Why machine learning could be the next frontier for data center operations

Artificial intelligence is expected to transform a wide range of industries, as simple tasks are automated and carried out by machines. The IT sector is no different, with machine learning algorithms increasingly being targeted at automating and improving data centre operations.

A notable example has been Google, which recently revealed that it is using its own DeepMind technology to manage power consumption at its huge server farms, reducing the amount of electricity needed by 40 percent.

There is also potential for AI technology to automate functions carried out by IT operations teams. Machine learning offers a way to manage infrastructure and react quickly to faults without human intervention.

Speaking at VMworld Europe in Barcelona, Dr Wolfgang Krips, executive VP, Global Operations and GM, Amadeus IT Group – a technology vendor which supplies services to the airline industry – said the company is currently trialling the use of IBM’s Watson artificial intelligence platform to monitor its data centre infrastructure.

“We are doing work together with the Watson guys at IBM to try to see whether we can use their technology in working on operations parameters, previewing incidents, overseeing coming to root causes faster, because operating at scale requires a totally different arsenal of firepower.”

Amadeus runs a data centre with around 12,000 servers to support its business operations. Its infrastructure environment is smaller in comparison to the likes of Google, but like any organisation running a data centre, it is facing ever greater demands from customers for new services, while ensuring little or no down time.

“The problem space you have to deal with is becoming so complex and you are getting millions and millions of events per day. There is no human anymore that can look at it,” Krips said.

“You need to deal with those things in a fully automated fashion, which means you need machines that can make decisions. That can make decisions on whether that computer now has to be shut down or whether to do something different.

“What we are currently working on is trying to figure out that at least the first remedial actions are automatically initiated and only if the machine doesn’t go any further it is calling out for help.

“That is where the trend is heading and that is why we are looking into all of these areas.”

VMware’s chief technology officer of the EMEA region, Joe Baguley, said that the vendor – which provides software to manage data centre infrastructure – is also investigating how machine learning can benefit its customers.

“Our CTO of cloud management Mike Wookey is doing a lot of research on machine learning and AI, specifically for automation and management of platforms,” he explained.

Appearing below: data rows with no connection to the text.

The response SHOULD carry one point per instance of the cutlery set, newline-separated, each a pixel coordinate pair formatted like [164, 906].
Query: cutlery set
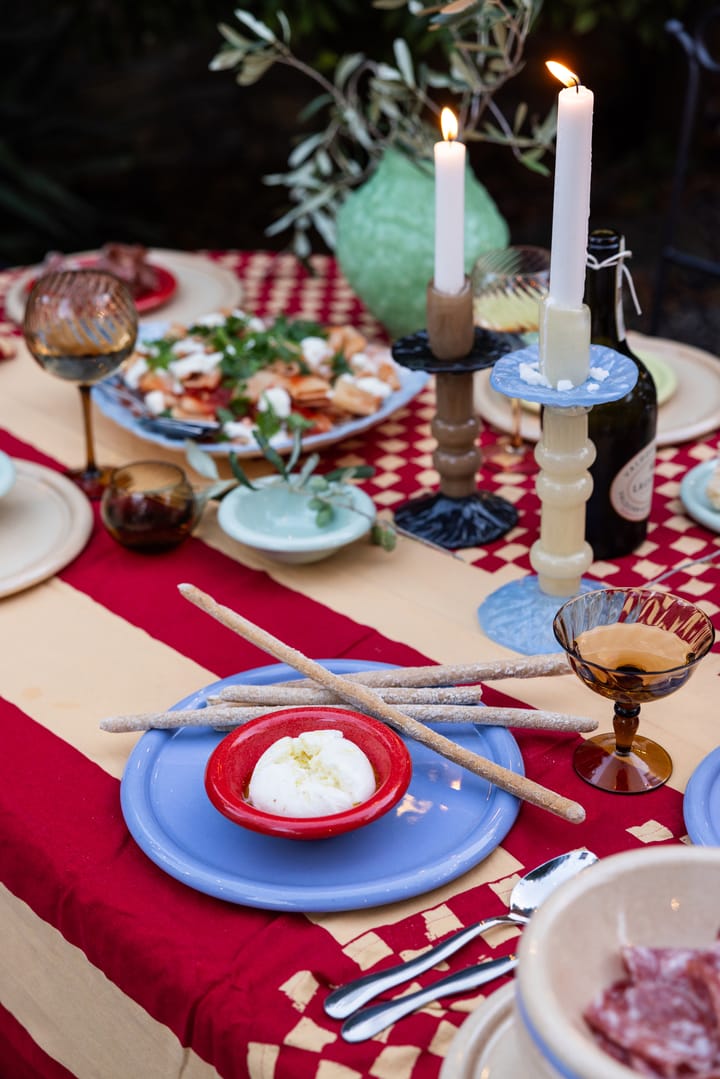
[347, 1002]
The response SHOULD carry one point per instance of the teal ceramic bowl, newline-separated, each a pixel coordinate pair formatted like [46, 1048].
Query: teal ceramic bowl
[279, 521]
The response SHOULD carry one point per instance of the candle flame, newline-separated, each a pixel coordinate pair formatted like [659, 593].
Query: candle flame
[561, 72]
[448, 124]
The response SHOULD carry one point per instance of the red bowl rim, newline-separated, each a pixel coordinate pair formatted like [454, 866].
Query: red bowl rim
[231, 763]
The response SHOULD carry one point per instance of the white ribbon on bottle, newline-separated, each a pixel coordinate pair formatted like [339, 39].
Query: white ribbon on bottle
[611, 261]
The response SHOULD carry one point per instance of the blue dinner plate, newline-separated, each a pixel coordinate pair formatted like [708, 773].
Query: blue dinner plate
[448, 821]
[701, 805]
[126, 409]
[694, 499]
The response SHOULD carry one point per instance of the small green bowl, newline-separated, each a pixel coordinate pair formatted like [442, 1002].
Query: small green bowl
[279, 521]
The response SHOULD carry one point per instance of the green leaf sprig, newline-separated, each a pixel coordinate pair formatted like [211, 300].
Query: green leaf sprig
[327, 492]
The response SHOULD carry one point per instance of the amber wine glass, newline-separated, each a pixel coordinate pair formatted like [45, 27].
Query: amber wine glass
[507, 287]
[80, 325]
[632, 645]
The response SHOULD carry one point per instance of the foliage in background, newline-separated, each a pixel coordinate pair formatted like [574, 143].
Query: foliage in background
[366, 106]
[62, 161]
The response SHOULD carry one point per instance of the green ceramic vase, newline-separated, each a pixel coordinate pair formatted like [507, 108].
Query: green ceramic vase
[385, 238]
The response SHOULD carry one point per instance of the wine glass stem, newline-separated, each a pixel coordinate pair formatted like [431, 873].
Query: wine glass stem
[625, 725]
[91, 467]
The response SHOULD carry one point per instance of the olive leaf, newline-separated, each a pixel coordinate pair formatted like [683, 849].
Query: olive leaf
[367, 106]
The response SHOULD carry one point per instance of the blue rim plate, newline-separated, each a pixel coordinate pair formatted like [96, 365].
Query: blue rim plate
[448, 821]
[128, 411]
[701, 805]
[694, 499]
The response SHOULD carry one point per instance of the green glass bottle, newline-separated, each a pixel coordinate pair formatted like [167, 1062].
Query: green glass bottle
[624, 431]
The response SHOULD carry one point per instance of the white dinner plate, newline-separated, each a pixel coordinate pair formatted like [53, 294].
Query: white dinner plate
[448, 821]
[691, 411]
[694, 497]
[45, 520]
[203, 285]
[7, 474]
[486, 1045]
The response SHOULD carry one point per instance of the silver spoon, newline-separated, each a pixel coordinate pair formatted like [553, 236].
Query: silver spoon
[525, 898]
[367, 1022]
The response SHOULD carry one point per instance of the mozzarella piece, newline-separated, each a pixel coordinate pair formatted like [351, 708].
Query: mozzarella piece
[314, 775]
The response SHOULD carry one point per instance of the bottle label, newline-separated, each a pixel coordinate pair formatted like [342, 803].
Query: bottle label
[630, 491]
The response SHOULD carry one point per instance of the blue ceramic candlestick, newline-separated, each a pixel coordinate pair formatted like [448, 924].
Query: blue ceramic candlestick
[519, 615]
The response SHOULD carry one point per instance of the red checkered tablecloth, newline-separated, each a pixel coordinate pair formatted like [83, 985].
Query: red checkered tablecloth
[114, 969]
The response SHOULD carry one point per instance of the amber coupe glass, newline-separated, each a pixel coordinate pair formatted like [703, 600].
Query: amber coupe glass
[633, 645]
[80, 325]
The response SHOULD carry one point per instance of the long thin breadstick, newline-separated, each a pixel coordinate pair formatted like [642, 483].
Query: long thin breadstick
[459, 673]
[312, 695]
[227, 716]
[364, 698]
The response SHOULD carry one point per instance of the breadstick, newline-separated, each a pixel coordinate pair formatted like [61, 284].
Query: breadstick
[287, 694]
[364, 698]
[225, 718]
[458, 673]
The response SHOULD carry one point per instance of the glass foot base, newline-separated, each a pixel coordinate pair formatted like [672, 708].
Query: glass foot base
[644, 768]
[519, 615]
[92, 482]
[457, 522]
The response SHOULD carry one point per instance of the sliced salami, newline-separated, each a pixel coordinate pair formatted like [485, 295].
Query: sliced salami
[664, 1018]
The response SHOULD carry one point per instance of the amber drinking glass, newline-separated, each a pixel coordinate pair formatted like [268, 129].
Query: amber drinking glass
[80, 325]
[149, 505]
[632, 645]
[507, 287]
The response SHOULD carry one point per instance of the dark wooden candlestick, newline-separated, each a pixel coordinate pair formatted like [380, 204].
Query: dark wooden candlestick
[452, 349]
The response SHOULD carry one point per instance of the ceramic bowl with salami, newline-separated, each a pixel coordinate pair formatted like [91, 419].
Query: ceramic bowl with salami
[619, 972]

“As [data centres] reach scale and speeds we have not reached before, we get to the point where graphs of alerts aren’t actually useful for humans to interpret in a fast enough time to maintain 100 percent availability.

“We need to surface-up AI-based responses to the infrastructure and applications to be able to take action on them. Not ‘so-and-so subsystem x’s disk seven is failing’, it should be ‘this is the impact on your system now’.”

He added: “You will probably see the management toolsets having much more of a machine learning, AI focus over the next four of five years.”

Baguley said that the aim is to be able to predict when problems in infrastructure may arise. This bears resemblance to the demand-forecasting that online retailer Amazon applies.

“It is the kind of thing Amazon are doing with their supply chain. Sometimes you order things that are delivered the same day instead of the next day is that they know that in that area people tend to order that kind of thing around that time, so they ship stuff out. Why are we not doing that in data centres? Why are we not pre-shipping stuff out and spotting trends?

Read next: Cloud and data centre predictions 2016: Containers, devops and IoT

The interest in machine learning is the next step to automate technology infrastructure.

Amadeus’ Krips added that a reduction in the need for manual data centre operations will mean a shift in the role of IT operations staff.

“In the future my department or business unit which is actively involved in day to day transactions, service configuring, will not do so in future,” he said.

“These guys will become automation engineers. Like in a automotive plant, the workers go away from the conveyor belt and they start programming the robots.

“If you want to go to these levels of stability and agility you have to change the whole way how you deliver the services. That is the big transformation that is happening.”